UN General Assembly vying for leadership over global economic crisis, despite objections from the West.

Washington, DC, July 07, 2009 --(PR.com)-- "[The] G-20 is not a legitimate organization in the sense that it does not represent the countries. It's a self-appointed group," Martin Khor, Executive Director of The South Centre, says of the G-20 meeting this past April which billed itself as the global response to the economic crisis. "And many countries that I spoke to say that 'I do not feel included in the G-20, and our views are not represented there and the decisions have nothing to do with us. So, there is a feeling of being left out, of being excluded."

As a result, the UN General Assembly organized its own Economic Crisis summit to counter the one held by the G-20 in London in April. Here, representatives from all 192 UN members were invited to come and participate, often giving terrifying testimony about how the crisis was affecting them. The President of the UN General Assembly Miguel D'Escoto-Brockmann said during his opening speech: "We have built a globalized economy. Now is our chance to create a globalized policy and ethics based on the many cultural experiences and traditions of our peoples."

Byron Blake, Special Adviser to D'Escoto-Brockmann and Ambassador to the UN from Jamaica, tells The Real News that "[t]he fundamental difference is that the G-20 sees the crisis as a crisis affecting the financial sector, and therefore their response was 'how do you fix the financial sector?'”

"This conference is making it clear that the impact is much more on the developing countries, which had nothing to do with the origin of the crisis. But they are the one picking up the real hard impacts of it," he says.

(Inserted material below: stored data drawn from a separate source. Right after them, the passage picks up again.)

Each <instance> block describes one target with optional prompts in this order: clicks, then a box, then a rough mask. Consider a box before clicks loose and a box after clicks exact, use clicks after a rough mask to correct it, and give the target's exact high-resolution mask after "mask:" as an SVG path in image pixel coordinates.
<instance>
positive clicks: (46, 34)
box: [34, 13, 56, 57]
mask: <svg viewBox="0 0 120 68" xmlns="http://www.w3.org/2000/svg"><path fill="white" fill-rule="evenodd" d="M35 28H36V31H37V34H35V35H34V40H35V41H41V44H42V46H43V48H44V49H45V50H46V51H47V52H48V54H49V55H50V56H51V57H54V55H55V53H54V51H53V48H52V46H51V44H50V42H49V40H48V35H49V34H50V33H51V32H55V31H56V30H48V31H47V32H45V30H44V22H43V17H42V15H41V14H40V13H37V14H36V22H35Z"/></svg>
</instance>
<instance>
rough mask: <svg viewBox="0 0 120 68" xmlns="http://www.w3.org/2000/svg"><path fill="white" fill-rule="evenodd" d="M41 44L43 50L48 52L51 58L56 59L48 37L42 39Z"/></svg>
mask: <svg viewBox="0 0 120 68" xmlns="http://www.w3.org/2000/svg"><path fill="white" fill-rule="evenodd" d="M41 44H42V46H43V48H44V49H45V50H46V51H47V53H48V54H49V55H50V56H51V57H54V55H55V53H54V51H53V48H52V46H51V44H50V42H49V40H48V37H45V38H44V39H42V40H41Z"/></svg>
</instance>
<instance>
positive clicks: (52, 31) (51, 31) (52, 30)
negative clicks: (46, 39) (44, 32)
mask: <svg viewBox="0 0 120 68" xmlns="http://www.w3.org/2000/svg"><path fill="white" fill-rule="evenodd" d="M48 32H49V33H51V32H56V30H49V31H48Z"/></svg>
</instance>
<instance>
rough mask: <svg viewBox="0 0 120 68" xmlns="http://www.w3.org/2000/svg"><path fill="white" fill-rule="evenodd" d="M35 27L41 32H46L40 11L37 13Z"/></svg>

Blake also adds that it would be wrong for those in the developing world to be angry at people in the developed world. "[B]ecause the people in developed countries are also suffering. It's that all people, they should have to be angry about the system which allows that kind of thing to take place, and therefore justify the need for really changing the system fundamentally going forward."

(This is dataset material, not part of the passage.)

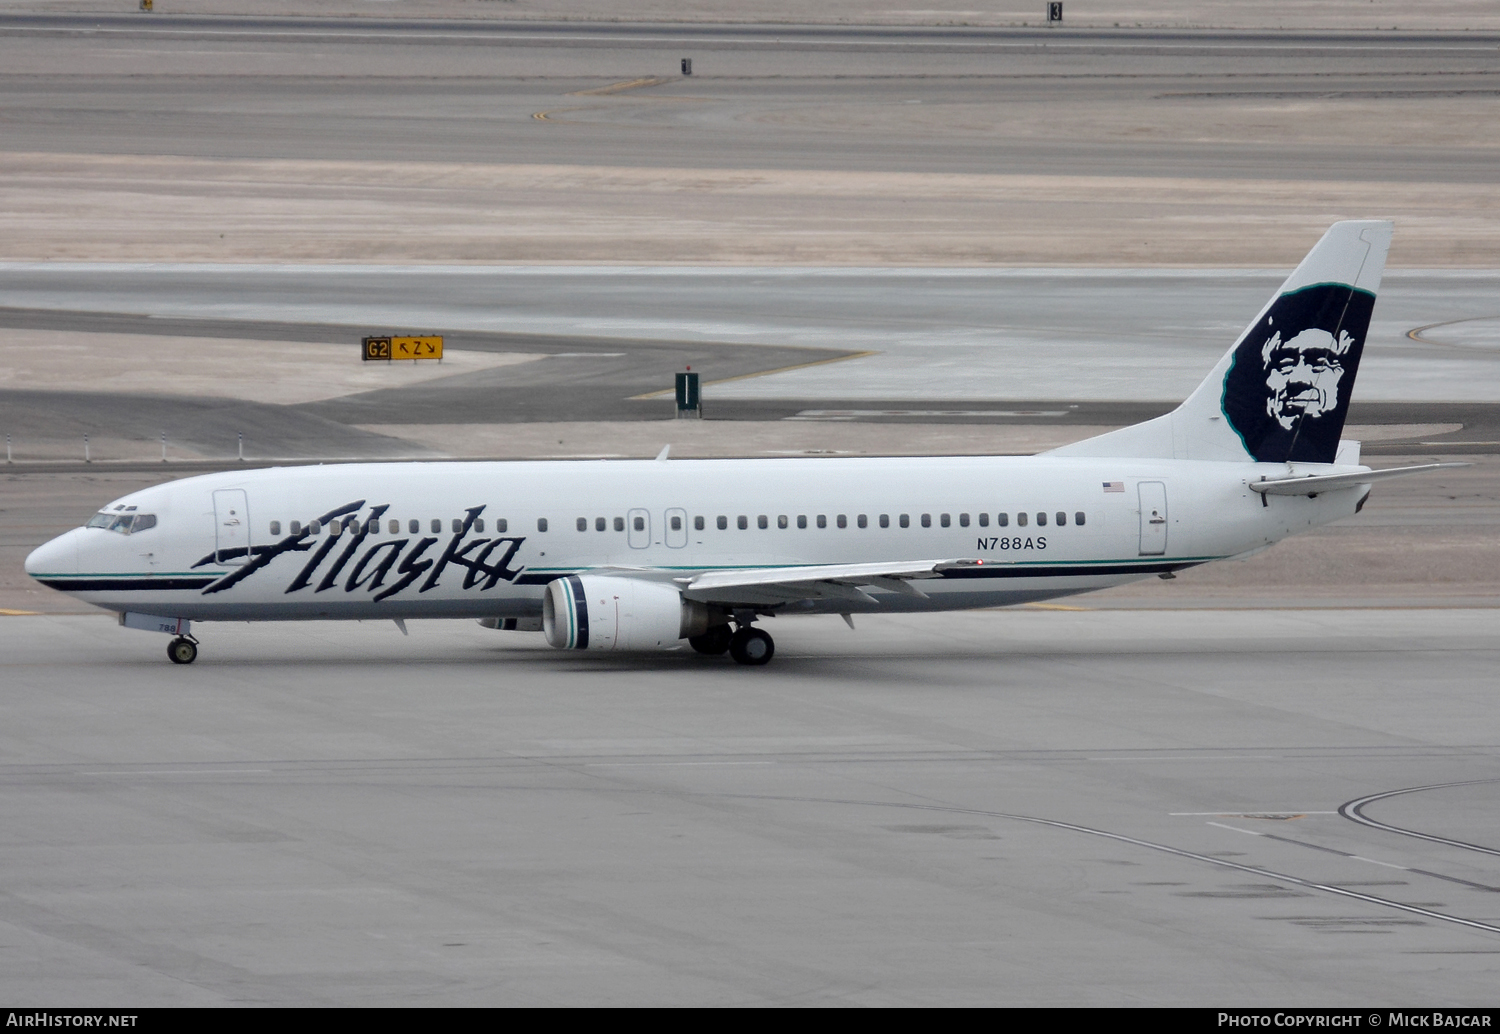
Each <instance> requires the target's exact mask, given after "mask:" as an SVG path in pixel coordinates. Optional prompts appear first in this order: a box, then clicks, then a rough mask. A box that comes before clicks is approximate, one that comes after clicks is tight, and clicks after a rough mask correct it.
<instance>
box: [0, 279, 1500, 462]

To the idea of globalizing the diaolgue of the economic crisi, the US delegation stated during the final session of the summit that their "strong view is that the UN does not have the expertise, nor the mandate, to serve as a forum for meaningful dialogue."

In the second part of the video series, TRNN producer Jesse Freeston analyzes how the discussion of the economic crisis, and the ideas put forward in response, change when the number of invitees expand from 20 to 192.